キック始動で前後18インチの初期型から、フロント17インチ化、ラジアルタイヤ装備など仕様変更を繰り返し、フルモデルチェンジではセル付きエンジン+モノクロスサスペンションの大改革を受けながら、基本的なデザインを踏襲したSRX。
レーサーレプリカ全盛の風潮に流されることなく多くのユーザーに愛され、今も熱心なファンに支持されている。30年近く所有して手を入れ尽くしたSRX-6に加えて、サーキット用にモノショックの後期型を所有するa1さんもまた、SRXに魅入られたひとりである。
メーターまわりにラップタイマーを追加。フォークトップキャップにアジャスターが付いたカートリッジダンパーが、タイム短縮に貢献した。

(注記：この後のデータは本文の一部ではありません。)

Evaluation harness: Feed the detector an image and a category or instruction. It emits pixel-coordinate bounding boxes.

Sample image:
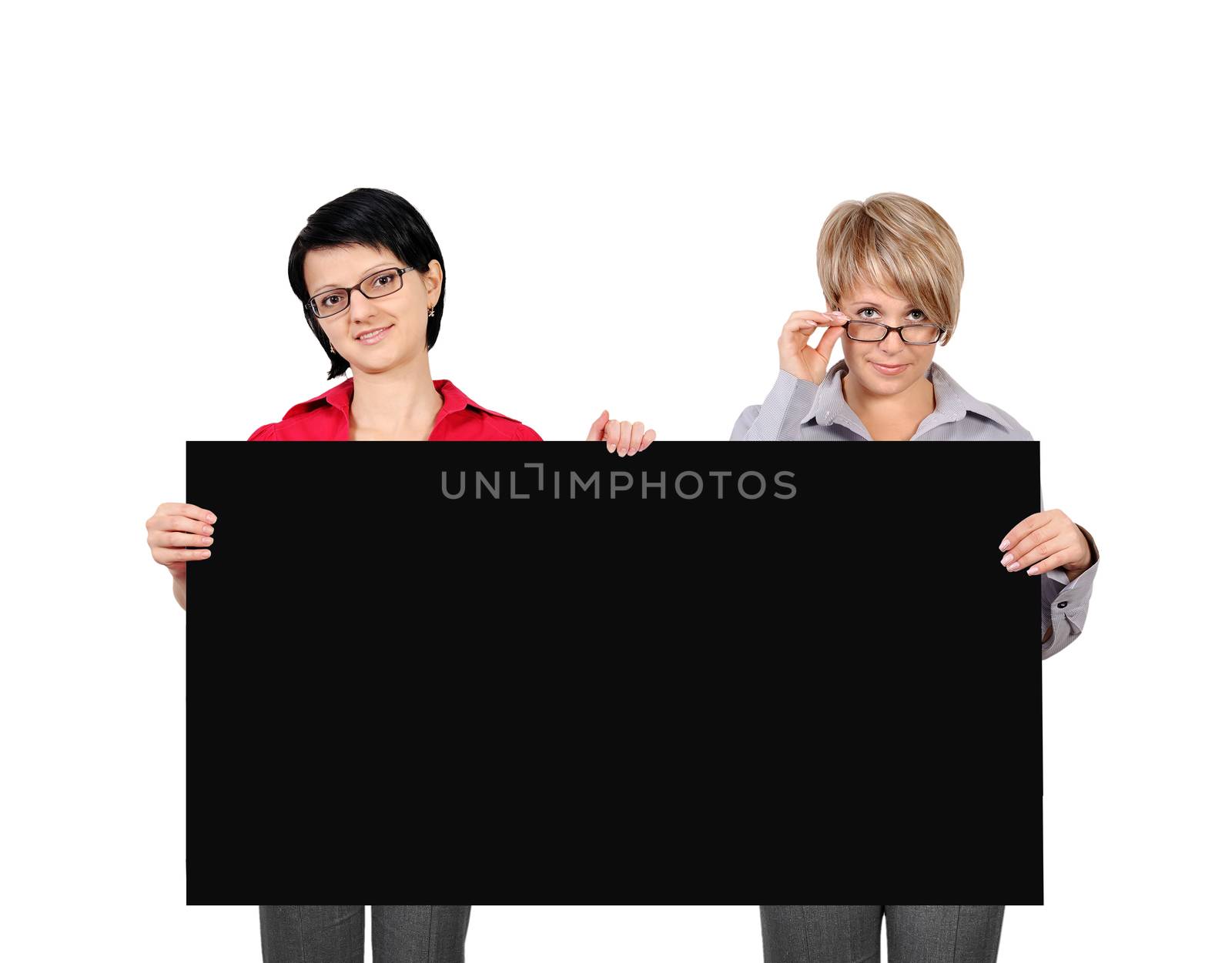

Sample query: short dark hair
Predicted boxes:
[287,187,445,380]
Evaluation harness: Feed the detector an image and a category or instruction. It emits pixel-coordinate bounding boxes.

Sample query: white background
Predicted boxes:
[0,2,1232,963]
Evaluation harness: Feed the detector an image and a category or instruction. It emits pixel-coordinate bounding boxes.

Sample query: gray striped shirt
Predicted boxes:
[731,361,1099,659]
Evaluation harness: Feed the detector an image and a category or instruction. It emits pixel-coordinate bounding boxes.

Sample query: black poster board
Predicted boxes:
[186,442,1043,904]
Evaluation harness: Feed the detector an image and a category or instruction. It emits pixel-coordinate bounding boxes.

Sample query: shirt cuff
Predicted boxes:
[1041,524,1099,659]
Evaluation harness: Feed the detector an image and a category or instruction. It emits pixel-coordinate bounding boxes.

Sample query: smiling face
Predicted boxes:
[304,244,441,373]
[839,283,936,396]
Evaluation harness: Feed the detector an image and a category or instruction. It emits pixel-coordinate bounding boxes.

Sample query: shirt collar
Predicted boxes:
[282,376,504,429]
[799,359,1014,435]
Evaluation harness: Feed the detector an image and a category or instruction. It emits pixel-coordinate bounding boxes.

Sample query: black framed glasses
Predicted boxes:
[306,267,414,318]
[842,322,941,345]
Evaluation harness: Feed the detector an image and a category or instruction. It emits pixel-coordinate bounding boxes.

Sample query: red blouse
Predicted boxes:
[249,377,544,441]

フロントと同時にリアショックもビチューボ製に変更。前回のアストライドとは別物の操縦性に生まれ変わり、3秒近くのタイム更新を果たしたそうだ。
(左)ボアアップ&ハイコンプピストンで633ccとしたエンジンは、ヨシムラST-1カムやケーヒンFCR35でチューニング。マフラーは懐かしのヨシムラサンパーだ。(右)SRX用のビチューボは、神奈川県のBSファクトリーと輸入元のガルーダが共同開発し、BSファクトリーで購入できる。
ホンダGB400TT:仕様が異なる2台のマシンを製作したGBマニアと、GB用ガスケットをリプロしたマニアなショップ
アストライドで熱いシングルといえば、レギュラーメンバーとして5台が参戦中のホンダGB400/500TTである。ヤマハSRXと同じ1985年にデビューしたGBは、先に発売された250と同様に“トラディショナルスポーツ”という位置づけだったものの、一代限りで販売終了となった。
何十年ぶりかで再燃したGB愛で製作した1号機(右)と、スペアパーツで作ったとは思えない2号機(左)。「GBファンを増やすため」という動機が素晴らしい。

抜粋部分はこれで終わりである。